First thing first, if you're dealing with the dibromobis(ethylenediamine) cobalt(III) complex ion, #"Co"("en")_2"Br"_2^(+)#, then I'm not sure about the formula you have for the complex ion.

The charge of the chloride anion is #(1-)#, which means that you would either need two of these complex ions to balance it, or you have cobalt in the #+4# oxidation state, which is not very common at all.

I think you could get cobalt in its #+4# oxidation state by using fluoride anions, since they have a much better chance at being able to stabilize the charge on the cobalt cation.

So my guess is that you're either dealing with #["Co"("en")_2"Br"_2]"Cl"#, or with #["Co"("en")_2"Br"_2]_2"Cl"_2#, maybe?

Anyway, this doesn't actually matter for finding the coordination number of cobalt.

As you know, the coordination number of an atom is determined by counting the number of other atoms to which it is bonded.

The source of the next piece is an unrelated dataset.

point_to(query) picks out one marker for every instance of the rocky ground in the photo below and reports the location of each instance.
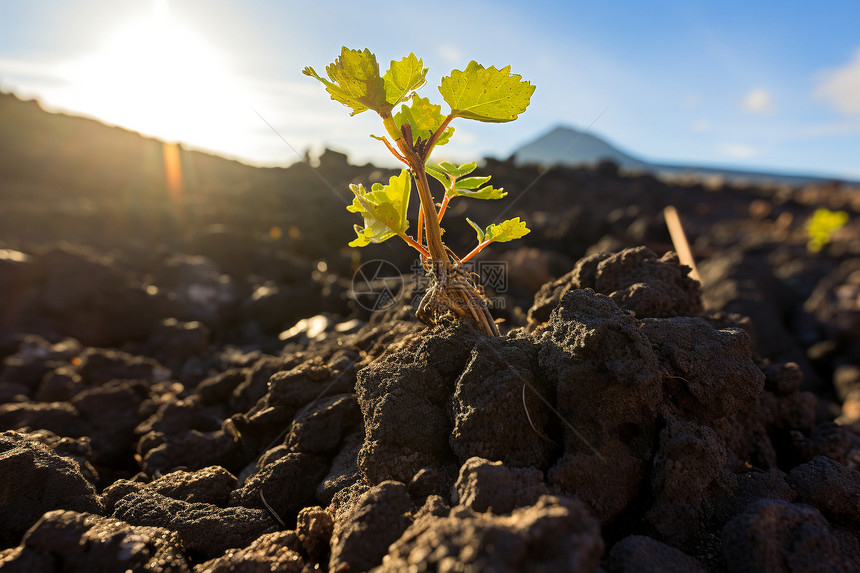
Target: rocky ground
(189, 381)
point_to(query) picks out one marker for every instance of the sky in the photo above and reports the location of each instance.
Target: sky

Remember, single, double, or triple bonds have the same significance here.

So, take a look at the dibromobis(ethylenediamine) cobalt(III) ion. The central cobalt atom is bonded to

  • two ethylenediamine molecules ,#"en"#
  • two bromide anions, #"Br"^(-)#

Now, it's important to realize that ethylenediamine is a bidentate ligand, which means that it uses two donor atoms to bind to the central cobalt atom.

More specifically, these donor atoms are the two nitrogen atoms


This means that the central cobalt atom will actually be bonded to a total of six atoms

  • two nitrogen atoms from the first ethylenediamine molecule
  • two nitrogen atoms from the second ethylenediamine molecule
  • two bromine atoms

Therefore, the coordination number of cobalt in the #"Co"("en")_2"Br"_2^(+)# complex ion is equal to #6#.

Nov 26, 2015

The coordination number of #Co# in #[Co(en)_2Br_2]^(+)# is 6.


Ethylenediamine is a bidentate ligand; it has 2 donor atoms to coordinate to the metal centre in a 5-membered chelate ring. Note that this (I presume) is a #Co^(3+)# complex, i.e. #d^6# configuration, whose formula is #[Co(en)_2Br_2]^(+)#, not as quoted in your question.